Tom started laughing. A lot. A whole lot. He was laughing so hard, if he had been sitting in a chair, he would have fallen out of it. He was laughing so hard, he clapped his hands with glee and flailed his limbs about all higgily-piggily. He laughed so hard that while doing this he just about threw his arm out.
He laughed so hard that he frightened three little pussycats, and they have not yet forgiven him.
Peter found a voice for the character-- and I mean that literally, not in the figurative "finding your voice" sense but in the sense that he found an external tone of voice and manner of speaking which opened up the inner life of the character. It was, in its way, very Method-- starting with behaviour to suggest the psychology and feelings beneath that surface.
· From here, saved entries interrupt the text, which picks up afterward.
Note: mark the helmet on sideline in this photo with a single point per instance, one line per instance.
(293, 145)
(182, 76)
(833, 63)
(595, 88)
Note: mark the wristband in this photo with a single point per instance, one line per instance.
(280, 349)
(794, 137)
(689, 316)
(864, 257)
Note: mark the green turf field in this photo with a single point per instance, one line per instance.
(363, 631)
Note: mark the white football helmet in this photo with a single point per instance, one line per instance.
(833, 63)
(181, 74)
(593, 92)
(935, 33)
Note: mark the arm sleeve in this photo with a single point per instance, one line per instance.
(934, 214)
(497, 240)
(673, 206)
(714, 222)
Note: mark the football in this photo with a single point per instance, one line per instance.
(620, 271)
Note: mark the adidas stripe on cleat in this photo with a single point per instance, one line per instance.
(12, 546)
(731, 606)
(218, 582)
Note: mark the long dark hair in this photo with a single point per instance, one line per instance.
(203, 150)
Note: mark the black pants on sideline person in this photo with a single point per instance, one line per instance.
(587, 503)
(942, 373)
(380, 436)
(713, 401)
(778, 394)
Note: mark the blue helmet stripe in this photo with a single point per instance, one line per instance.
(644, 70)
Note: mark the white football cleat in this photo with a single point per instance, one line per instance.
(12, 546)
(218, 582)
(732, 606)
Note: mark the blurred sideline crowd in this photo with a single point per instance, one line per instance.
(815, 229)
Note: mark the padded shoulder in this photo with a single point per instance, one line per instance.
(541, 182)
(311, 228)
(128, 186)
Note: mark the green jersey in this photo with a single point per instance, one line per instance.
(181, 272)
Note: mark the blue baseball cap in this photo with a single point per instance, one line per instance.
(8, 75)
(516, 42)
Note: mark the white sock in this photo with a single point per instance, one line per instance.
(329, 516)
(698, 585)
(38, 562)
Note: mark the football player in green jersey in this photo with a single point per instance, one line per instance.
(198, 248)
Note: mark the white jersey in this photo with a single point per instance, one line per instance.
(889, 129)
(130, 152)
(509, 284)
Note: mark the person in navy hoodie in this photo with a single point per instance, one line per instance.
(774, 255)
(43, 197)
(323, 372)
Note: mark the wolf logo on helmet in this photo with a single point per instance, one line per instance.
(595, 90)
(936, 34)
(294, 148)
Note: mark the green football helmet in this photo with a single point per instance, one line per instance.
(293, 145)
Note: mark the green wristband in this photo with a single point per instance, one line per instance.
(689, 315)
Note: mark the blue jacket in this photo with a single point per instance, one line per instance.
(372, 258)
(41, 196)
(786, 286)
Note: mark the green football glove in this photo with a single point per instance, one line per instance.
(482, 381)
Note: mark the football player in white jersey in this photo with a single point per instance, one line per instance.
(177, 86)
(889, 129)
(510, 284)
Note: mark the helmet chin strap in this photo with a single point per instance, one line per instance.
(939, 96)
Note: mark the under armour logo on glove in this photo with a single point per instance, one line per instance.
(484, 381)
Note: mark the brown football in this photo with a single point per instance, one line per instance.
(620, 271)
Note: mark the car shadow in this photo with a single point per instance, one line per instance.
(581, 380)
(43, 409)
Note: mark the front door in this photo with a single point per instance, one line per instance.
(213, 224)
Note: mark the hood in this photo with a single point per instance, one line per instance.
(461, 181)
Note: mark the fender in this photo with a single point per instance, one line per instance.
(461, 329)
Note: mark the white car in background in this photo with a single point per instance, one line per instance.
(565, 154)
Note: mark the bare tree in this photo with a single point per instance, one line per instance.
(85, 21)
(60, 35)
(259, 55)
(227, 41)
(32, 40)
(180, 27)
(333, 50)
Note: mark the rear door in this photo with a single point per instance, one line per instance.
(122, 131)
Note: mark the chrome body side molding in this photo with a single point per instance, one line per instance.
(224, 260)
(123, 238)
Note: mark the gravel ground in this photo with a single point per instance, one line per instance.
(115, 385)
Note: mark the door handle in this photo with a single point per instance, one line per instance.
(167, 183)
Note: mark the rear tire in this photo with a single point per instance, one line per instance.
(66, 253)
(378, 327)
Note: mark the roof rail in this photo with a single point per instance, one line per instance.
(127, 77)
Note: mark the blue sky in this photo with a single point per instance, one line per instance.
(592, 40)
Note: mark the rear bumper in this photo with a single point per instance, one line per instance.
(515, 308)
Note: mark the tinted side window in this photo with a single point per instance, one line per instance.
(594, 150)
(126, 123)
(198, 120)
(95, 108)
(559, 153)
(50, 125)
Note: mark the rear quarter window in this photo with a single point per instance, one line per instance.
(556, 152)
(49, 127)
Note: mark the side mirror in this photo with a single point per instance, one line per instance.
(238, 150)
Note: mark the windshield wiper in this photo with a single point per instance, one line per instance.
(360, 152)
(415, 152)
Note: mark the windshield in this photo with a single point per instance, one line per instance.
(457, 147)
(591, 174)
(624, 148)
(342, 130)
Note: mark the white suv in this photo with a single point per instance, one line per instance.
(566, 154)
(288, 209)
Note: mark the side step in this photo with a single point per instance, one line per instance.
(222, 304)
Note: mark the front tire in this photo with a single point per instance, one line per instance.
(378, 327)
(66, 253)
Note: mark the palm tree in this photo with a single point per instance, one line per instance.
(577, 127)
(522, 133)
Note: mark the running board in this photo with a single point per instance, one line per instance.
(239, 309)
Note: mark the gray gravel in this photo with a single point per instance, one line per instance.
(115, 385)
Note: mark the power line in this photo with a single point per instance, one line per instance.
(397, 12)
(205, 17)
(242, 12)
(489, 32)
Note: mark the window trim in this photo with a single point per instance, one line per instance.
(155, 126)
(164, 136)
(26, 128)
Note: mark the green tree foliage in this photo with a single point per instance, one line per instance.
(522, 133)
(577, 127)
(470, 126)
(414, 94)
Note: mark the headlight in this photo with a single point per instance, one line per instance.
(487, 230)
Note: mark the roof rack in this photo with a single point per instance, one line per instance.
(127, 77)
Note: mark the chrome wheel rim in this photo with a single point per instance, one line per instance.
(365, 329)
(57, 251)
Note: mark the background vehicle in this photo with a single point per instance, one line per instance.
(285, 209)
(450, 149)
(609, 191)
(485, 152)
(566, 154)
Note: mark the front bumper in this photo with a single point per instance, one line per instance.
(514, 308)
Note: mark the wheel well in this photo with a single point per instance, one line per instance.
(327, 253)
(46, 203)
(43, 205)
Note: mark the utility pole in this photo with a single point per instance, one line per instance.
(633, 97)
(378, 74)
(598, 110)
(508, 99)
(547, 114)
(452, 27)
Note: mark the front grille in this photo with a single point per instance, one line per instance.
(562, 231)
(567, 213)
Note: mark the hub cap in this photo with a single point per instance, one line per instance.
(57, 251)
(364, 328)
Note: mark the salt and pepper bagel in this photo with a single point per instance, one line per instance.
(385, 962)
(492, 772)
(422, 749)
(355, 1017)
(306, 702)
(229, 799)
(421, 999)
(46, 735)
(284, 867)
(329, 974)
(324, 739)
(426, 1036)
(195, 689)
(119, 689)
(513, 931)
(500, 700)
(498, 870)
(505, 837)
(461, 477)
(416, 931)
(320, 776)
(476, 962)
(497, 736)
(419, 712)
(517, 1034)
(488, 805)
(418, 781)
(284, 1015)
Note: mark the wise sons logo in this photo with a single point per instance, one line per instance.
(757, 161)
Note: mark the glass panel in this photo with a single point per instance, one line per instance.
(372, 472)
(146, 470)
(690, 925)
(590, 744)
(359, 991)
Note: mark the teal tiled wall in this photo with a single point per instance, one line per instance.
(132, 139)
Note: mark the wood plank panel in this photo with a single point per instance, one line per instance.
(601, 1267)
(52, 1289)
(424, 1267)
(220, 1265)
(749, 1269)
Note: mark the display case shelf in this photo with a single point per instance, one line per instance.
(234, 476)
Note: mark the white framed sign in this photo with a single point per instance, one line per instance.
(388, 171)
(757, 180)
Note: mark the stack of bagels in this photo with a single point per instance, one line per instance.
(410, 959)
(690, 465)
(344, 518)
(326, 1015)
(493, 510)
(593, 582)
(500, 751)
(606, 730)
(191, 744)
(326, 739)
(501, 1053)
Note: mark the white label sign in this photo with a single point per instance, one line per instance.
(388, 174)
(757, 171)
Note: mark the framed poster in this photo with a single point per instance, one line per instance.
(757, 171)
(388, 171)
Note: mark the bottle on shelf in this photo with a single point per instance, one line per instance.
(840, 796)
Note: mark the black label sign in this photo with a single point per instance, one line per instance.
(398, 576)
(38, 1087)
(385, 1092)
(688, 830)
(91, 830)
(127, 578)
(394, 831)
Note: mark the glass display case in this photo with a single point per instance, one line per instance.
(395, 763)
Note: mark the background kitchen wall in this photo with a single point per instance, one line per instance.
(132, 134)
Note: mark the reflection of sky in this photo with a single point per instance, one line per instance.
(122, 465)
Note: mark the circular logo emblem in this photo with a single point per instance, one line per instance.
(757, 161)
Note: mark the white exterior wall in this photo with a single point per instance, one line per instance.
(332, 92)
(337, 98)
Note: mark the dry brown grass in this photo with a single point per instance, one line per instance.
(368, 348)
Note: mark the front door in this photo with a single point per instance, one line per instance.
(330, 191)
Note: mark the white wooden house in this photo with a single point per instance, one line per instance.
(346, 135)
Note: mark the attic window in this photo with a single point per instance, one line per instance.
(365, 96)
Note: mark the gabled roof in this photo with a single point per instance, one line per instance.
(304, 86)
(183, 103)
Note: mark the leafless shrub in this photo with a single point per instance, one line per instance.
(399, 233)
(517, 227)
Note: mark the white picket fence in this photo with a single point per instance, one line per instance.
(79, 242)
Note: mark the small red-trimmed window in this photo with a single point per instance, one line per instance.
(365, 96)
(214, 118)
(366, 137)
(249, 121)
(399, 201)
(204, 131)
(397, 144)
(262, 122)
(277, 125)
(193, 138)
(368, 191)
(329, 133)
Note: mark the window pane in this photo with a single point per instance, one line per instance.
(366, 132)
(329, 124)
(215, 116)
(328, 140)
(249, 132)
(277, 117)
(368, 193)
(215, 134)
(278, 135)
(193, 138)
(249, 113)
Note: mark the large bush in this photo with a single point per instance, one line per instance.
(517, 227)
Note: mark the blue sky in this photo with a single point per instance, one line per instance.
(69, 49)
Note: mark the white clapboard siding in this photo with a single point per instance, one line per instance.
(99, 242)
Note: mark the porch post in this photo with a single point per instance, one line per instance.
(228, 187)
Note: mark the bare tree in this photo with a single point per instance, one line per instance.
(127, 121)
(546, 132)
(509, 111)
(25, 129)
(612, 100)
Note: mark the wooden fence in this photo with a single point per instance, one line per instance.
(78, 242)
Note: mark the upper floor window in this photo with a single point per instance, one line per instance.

It reminds me of a story about Laurence Olivier. The great actor was having trouble getting into character for a film-- I think it was the original Sleuth. Try as he might, he always came off flat, like he was phoning it in. The crew and the cast (which, if it was Sleuth, was just Michael Caine) wondered if they needed to get a replacement.
Then something miraculous happened: Olivier put on a little fake moustache, and suddenly, there was the character. He was right on his game again. Now, you might ask, what does the moustache have to do with acting? How could that really change his performance?
But, it did, and it does. Sometimes you just have to find that one little detail-- or, in the case of Peter's voice for Eddie, a slightly more obvious one-- that will unlock the entire character for you, give you a frame of reference, and thus bring the script and the film to life.